El destino de las ciudades

El debate sobre la turismofobia es estéril. Centra la atención en una parte minúscula del proceso, que es la presencia de un determinado tipo de turistas en la ciudad. Por eso debemos dejar de hablar de turismo y fijar el debate en otro escenario, que es el de la movilidad contemporánea y la capacidad de atracción de la ciudad. El problema es simple: En las ciudades atractivas, la presencia masiva y creciente de personas (inmigrantes, estudiantes, emprendedores, turistas) en un espacio que no puede crecer al mismo ritmo, y que está encerrado en unos límites físicos, crea efectos secundarios no deseados: incremento del precio de las viviendas, gentrificación, expulsión de una parte de los residentes. pérdida de determinados tejidos  tradicionales, congestión... No es un paisaje apocalíptico inapelable, sino los efectos que proliferarán en la ciudad global si no se gestiona con inteligencia.
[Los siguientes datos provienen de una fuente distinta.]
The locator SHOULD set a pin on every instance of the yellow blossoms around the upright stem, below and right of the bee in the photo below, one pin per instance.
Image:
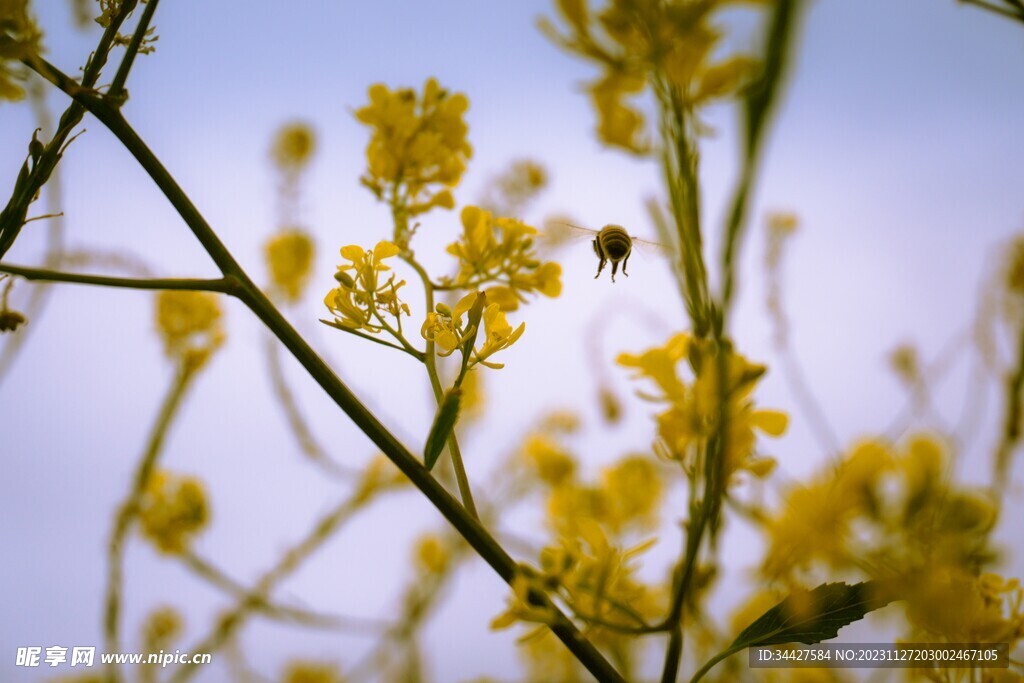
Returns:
(694, 413)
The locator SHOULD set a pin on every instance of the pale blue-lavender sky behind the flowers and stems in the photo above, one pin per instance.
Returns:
(900, 144)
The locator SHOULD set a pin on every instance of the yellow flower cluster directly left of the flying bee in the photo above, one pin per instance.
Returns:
(502, 252)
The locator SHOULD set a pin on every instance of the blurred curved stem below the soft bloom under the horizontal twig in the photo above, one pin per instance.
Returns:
(130, 511)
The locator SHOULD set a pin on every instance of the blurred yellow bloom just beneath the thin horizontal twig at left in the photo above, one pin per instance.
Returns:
(190, 324)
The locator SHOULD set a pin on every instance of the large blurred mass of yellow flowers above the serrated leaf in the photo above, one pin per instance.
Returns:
(891, 514)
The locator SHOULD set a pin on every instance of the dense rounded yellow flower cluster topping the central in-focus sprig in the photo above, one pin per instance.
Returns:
(418, 144)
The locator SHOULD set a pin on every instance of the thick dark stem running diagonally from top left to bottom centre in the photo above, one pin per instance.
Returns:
(467, 526)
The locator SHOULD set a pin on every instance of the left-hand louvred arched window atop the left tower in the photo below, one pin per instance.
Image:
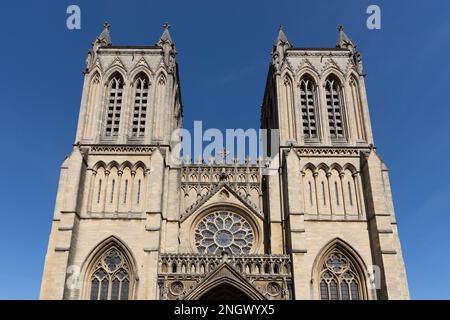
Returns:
(115, 98)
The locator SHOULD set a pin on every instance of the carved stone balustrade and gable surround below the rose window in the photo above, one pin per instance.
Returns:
(183, 273)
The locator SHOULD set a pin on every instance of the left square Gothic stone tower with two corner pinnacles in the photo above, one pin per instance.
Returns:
(117, 182)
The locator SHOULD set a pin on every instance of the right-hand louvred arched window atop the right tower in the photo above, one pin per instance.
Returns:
(333, 94)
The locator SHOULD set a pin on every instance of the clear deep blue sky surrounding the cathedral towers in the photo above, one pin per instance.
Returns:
(223, 52)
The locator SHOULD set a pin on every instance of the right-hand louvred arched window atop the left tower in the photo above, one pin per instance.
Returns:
(140, 105)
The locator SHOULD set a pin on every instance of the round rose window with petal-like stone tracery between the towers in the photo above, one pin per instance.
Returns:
(224, 231)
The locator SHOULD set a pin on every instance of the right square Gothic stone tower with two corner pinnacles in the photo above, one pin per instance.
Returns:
(334, 202)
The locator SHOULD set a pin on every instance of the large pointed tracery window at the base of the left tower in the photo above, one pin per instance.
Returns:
(111, 276)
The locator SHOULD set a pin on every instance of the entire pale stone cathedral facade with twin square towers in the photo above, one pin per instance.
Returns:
(130, 223)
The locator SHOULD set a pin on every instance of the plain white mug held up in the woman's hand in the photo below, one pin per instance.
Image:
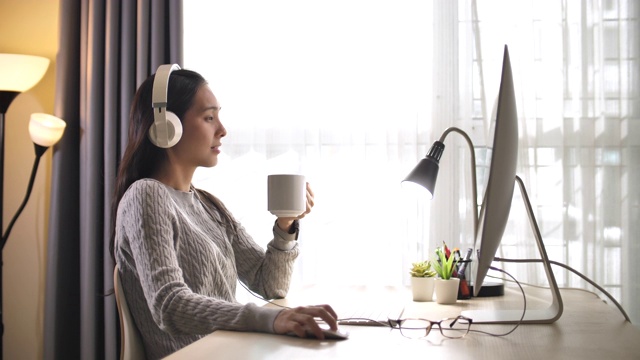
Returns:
(287, 195)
Es el debate contemporáneo en ciudades globales con muchos turistas (Londres, Nueva York y París), pero también en ciudades globales con muy pocos turistas (Sidney, Sao Paulo o México DF). 

En este punto, conviene separar el debate político y el debate técnico. Las ciudades deben decidir su destino. Pueden decidir colectivamente que no aspiran a convertirse en espacios globales, porque no quieren asumir una parte de los costes que se derivan. Pueden recuperar su papel de centros de decisión regionales. En el caso de Barcelona, un nodo central de la Euroregión mediterránea. O incluso, pueden aspirar a ser meramente la capital de una nación, que no es poca cosa. Cada decisión implica un juego de oportunidades y renuncias impreciso, inestable, que solo es patrimonio de sus ciudadanos. Ellos deciden la dimensión extra muros de la ciudad. 

Hay luego un debate técnico, que intenta minimizar los costes y aprovechar las oportunidades. En este punto, hay que saber que ningún modelo está exento de tensiones, que no hay ningún escenario ideal. En los próximos posts, les propongo que asumamos (aunque sea temporalmente) la hipótesis de la ciudad global. Me propongo plantear tres grandes debates sobre la gestión técnica de este modelo de ciudad. Se trata de lograr el equilibrio que permita mantener una ciudad con ciudadanos sin comprometer las posibilidades de una dimensión global de la ciudad de Barcelona. No en términos turísticos, sino en el contexto de la nueva movilidad. Y mi propuesta se centra en tres estrategias: la dimensión metropolitana, el combate contra los sistemas duales y la redefinición de la identidad de la ciudad. Mientras tanto, espero sus comentarios.